Este tipo de contenidos quedan lejos de crear relaciones sanas con la comida y muy cerca de empeorar la imagen personal de muchas personas. Recuerdo cuando era más joven y veía a personas más gordas que yo y pensaba «al menos no estoy así» o «tengo que hacer algo antes de llegar a eso». A tope de gordofobia interiorizada, amigas. El maldito miedo a engordar, a perder los privilegios de ser una «gorda bien» (gorda, pero no mucho). Lo cierto es que, aunque estemos viendo estos programas donde airean la vida de las personas, no sabemos nada de ellas. No sabemos por qué tienen en realidad ese tipo de cuerpo. Roxane Gay cuenta todo esto muy bien en su libro Hambre, donde el trauma de una violación es el detonante en su vida.
«Desearía haber sabido que yo no tuve la culpa de que me violaran. Lo que sí sabía era que podía comer, y lo hice porque comprendí que podría ocupar más espacio- Podría volverme más sólida, más fuerte, más segura. Comprendí, por cómo veía que la gente se quedaba mirando fijamente a las personas gordas, por cómo yo me las quedaba mirando fijamente, que pesar demasiado no era algo deseable. Si no resultaba deseable, podría mantener alejados nuevos sufrimientos», relata Gay al principio del libro.

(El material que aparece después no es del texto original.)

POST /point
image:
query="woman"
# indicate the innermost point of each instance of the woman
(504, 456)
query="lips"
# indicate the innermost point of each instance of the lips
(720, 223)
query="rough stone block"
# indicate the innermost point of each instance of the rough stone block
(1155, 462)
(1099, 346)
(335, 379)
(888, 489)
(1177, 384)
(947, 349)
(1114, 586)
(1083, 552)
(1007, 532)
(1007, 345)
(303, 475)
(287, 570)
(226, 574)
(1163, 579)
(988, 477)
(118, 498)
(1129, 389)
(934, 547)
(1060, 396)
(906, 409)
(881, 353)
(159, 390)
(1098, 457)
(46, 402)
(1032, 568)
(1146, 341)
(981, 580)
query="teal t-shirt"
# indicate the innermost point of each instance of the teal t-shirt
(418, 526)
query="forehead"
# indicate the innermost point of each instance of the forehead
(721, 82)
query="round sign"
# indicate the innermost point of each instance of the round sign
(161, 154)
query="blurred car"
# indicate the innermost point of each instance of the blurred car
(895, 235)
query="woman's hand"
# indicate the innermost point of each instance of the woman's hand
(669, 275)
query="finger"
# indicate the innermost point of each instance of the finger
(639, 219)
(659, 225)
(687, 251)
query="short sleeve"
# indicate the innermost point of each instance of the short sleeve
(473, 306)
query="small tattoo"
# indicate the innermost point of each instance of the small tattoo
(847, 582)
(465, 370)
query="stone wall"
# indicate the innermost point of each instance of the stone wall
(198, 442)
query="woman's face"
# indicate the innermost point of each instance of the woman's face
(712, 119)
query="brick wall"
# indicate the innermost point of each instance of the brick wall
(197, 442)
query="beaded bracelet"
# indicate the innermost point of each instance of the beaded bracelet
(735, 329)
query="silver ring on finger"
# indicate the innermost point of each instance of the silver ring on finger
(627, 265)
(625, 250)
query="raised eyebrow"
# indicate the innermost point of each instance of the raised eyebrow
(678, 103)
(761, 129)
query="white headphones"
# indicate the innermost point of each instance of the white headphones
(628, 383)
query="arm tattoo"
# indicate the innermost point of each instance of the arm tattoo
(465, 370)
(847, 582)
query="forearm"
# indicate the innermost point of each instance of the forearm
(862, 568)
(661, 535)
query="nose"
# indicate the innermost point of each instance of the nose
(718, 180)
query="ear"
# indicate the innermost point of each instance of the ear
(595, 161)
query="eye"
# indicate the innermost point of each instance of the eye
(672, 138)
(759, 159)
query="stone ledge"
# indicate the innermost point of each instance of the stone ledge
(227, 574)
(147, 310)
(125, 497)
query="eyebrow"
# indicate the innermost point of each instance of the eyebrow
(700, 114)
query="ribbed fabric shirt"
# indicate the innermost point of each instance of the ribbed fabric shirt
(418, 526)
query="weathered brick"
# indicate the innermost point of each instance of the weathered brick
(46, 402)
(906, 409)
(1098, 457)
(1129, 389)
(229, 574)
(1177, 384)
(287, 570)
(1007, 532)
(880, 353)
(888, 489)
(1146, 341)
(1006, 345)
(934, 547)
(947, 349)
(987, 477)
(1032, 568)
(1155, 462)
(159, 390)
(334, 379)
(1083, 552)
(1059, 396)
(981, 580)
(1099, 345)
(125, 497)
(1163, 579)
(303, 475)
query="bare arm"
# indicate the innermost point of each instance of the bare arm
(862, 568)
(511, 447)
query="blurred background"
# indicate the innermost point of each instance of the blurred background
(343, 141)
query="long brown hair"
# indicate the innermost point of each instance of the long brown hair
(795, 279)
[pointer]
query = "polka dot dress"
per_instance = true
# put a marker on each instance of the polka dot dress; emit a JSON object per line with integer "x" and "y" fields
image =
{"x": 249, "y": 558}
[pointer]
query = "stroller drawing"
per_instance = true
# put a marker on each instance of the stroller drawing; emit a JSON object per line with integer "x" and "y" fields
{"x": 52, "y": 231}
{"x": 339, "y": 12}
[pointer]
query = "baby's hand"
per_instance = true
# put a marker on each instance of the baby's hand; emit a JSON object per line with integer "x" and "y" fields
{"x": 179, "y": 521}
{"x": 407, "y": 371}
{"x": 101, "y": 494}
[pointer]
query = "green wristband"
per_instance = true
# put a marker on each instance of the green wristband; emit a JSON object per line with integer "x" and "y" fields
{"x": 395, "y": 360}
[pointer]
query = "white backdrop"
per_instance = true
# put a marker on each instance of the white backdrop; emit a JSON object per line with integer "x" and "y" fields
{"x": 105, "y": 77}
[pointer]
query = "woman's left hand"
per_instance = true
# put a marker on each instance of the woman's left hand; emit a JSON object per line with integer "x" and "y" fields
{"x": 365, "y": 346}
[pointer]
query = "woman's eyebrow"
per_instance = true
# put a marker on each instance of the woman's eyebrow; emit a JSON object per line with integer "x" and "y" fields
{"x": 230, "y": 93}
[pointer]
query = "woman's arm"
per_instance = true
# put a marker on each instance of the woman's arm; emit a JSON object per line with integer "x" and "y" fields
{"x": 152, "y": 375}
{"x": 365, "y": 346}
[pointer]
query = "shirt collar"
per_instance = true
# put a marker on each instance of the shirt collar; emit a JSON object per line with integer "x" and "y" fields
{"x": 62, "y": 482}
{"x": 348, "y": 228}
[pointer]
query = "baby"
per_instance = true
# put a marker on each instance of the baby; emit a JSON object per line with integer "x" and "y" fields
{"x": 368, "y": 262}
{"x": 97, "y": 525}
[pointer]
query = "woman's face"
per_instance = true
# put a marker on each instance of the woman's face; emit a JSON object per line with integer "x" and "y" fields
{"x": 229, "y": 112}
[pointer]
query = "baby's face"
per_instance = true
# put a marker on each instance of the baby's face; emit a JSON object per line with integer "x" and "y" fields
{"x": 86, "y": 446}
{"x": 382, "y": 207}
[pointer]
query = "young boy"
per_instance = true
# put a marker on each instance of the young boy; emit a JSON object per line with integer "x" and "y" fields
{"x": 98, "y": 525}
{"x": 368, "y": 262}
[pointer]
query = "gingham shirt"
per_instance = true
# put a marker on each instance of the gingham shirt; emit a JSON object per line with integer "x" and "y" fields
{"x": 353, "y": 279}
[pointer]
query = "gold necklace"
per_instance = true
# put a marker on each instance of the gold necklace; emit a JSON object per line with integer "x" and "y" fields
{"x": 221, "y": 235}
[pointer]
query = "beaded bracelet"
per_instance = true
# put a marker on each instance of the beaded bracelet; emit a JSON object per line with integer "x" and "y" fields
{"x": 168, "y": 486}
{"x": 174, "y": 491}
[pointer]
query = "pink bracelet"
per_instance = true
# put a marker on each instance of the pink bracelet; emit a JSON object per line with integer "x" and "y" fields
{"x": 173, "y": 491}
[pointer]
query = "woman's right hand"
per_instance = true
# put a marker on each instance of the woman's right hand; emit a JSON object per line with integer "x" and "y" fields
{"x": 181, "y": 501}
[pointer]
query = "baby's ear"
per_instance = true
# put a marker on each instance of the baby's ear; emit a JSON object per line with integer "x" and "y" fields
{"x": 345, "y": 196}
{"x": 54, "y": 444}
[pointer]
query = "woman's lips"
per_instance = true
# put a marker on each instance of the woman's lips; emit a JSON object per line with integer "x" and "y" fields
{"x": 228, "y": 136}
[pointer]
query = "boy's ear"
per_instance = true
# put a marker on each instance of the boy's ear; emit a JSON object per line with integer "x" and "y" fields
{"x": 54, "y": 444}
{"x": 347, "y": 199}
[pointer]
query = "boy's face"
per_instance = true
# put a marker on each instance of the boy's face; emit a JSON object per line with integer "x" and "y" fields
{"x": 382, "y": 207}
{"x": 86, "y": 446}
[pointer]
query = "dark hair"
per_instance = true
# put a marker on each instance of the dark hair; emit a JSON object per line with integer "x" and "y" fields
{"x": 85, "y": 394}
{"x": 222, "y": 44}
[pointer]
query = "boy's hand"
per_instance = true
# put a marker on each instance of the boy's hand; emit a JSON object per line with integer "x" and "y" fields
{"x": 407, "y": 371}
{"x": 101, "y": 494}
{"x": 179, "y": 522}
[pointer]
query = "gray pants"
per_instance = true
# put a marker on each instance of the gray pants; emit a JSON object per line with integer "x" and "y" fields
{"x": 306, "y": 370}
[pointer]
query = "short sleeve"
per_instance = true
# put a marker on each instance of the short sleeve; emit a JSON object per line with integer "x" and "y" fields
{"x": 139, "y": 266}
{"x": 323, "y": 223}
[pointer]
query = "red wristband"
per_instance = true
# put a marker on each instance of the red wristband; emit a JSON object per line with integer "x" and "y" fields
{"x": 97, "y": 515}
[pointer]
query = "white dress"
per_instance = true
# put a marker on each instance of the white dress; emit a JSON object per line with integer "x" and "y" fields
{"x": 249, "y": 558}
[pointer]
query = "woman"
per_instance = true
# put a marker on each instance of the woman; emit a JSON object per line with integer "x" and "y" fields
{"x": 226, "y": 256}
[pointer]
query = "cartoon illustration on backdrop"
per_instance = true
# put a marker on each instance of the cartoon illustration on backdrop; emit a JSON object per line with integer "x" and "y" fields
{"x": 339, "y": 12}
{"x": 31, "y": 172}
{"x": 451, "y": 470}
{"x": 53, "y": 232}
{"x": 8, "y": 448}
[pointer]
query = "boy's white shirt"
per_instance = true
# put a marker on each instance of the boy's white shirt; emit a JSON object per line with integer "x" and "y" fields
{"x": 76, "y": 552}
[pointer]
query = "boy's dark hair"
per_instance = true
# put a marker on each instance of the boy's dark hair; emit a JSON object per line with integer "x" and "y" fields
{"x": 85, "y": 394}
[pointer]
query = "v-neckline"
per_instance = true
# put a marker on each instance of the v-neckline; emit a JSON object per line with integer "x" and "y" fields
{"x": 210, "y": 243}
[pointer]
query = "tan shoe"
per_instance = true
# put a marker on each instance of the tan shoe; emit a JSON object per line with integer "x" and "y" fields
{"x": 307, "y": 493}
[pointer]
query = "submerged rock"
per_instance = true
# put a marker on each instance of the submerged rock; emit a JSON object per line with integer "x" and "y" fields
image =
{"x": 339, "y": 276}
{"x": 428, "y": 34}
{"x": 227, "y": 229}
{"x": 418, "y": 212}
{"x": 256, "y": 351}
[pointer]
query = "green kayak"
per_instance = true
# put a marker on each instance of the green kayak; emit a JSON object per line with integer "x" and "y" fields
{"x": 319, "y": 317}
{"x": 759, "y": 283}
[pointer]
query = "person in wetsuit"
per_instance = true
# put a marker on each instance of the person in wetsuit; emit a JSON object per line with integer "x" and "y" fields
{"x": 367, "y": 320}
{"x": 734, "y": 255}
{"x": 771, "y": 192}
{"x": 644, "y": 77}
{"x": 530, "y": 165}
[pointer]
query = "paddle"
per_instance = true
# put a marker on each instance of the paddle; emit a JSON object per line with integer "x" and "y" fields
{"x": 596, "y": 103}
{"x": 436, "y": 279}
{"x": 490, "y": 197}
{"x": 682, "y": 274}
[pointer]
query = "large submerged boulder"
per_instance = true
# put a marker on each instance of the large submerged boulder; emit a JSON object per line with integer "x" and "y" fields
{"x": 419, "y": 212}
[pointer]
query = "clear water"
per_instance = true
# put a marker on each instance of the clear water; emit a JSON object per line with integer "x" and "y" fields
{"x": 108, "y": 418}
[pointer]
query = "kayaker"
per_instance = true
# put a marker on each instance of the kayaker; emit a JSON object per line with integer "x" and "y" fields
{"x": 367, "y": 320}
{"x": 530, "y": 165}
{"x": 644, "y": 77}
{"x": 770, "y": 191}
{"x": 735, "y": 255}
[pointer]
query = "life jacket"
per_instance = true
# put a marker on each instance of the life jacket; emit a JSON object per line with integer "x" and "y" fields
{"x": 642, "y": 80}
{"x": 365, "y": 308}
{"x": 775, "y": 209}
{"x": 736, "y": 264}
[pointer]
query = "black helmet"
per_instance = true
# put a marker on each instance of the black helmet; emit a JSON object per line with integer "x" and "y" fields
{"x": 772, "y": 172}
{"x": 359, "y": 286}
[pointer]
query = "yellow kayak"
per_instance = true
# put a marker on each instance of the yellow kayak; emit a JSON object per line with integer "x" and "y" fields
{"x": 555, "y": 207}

Por suerte, hay profesionales de la salud que hoy en día se atreven a ir más allá. Profesionales como Victoria Lozada (@nutritionisthenewblack en Instagram, seguidla, de verdad), como Raquel Lobatón, Stefy Fernández o Arantza Muñoz que ayudan a entender que la salud es algo más que el tamaño del cuerpo.
El síndrome de la cara vacía, o cómo crear nuevos complejos
Sigo zapeando y llego al telediario. La noticia del día: adiós mascarillas. Pero la llegada lo que llaman el síndrome de la cara vacía. Con el fin de las mascarillas, muchas personas se enfrentan a la enseñar complejos, argumenta la reportera a pie de calle. El miedo, de nuevo, a que el resto del mundo se dé cuenta de que tienes los dientes torcidos, un grano enorme o la nariz más grande de lo esperado. Flavita Banana lo cuenta muy bien en esta ilustración. Un niño gordo del que sus compañeros se burlan por tener granos y los dientes grandes. Para algunos adolescentes -y no tan adolescentes- el drama viene ahora. «No me la quito porque no me gusta mi cara», relata una adolescente en las noticias de la televisión. Y eso es lo que no deberíamos consentir que pasase.
Viejos complejos que se hacen nuevos y que, ahora que estamos a la puerta del calor y la ropa de verano, toman más valor de lo que debería. Enseñar una parte de la cara o cualquier parte del cuerpo que no cumpla los cánones estéticos impuestos para muchas personas es un verdadero suplicio. Para muchas ir a la playa o ponerse cierta ropa es un privilegio porque sabemos, como Roxane Gay lo sabía, que todavía hay gente que te mira mal por la calle y te señala cuando llevas un vestido que no oculta tu celulitis o que marca las curvas que el canon patriarcal no quiere que tengas.
Tenemos que enseñar que el físico no lo es todo. Enseñar a la gente a estar a gusto en su cuerpo. O al menos a tolerarlo. Y no me refiero a escribir artículos que lleven como base disimular que eres gorda, como este que denunciaba Stopgordofobia hace unos días. Que es imposible cuidarnos a nosotras mismas desde el odio visceral que escupen ciertos medios de comunicación. A no compararnos y a ser conscientes de la necesidad de tener una relación sana ya no solo con la comida, sino también con el deporte, con los productos audiovisuales que consumimos, con las redes sociales, con nuestra autoimagen. El cuerpo de ninguna persona es un espectáculo de feria al que señalar. Es nuestro soporte vital, nuestra herramienta para enfrentarnos al mundo. Y todas merecemos tener la posibilidad de cuidarlo y quererlo, sea cual sea el tamaño de su tamaño.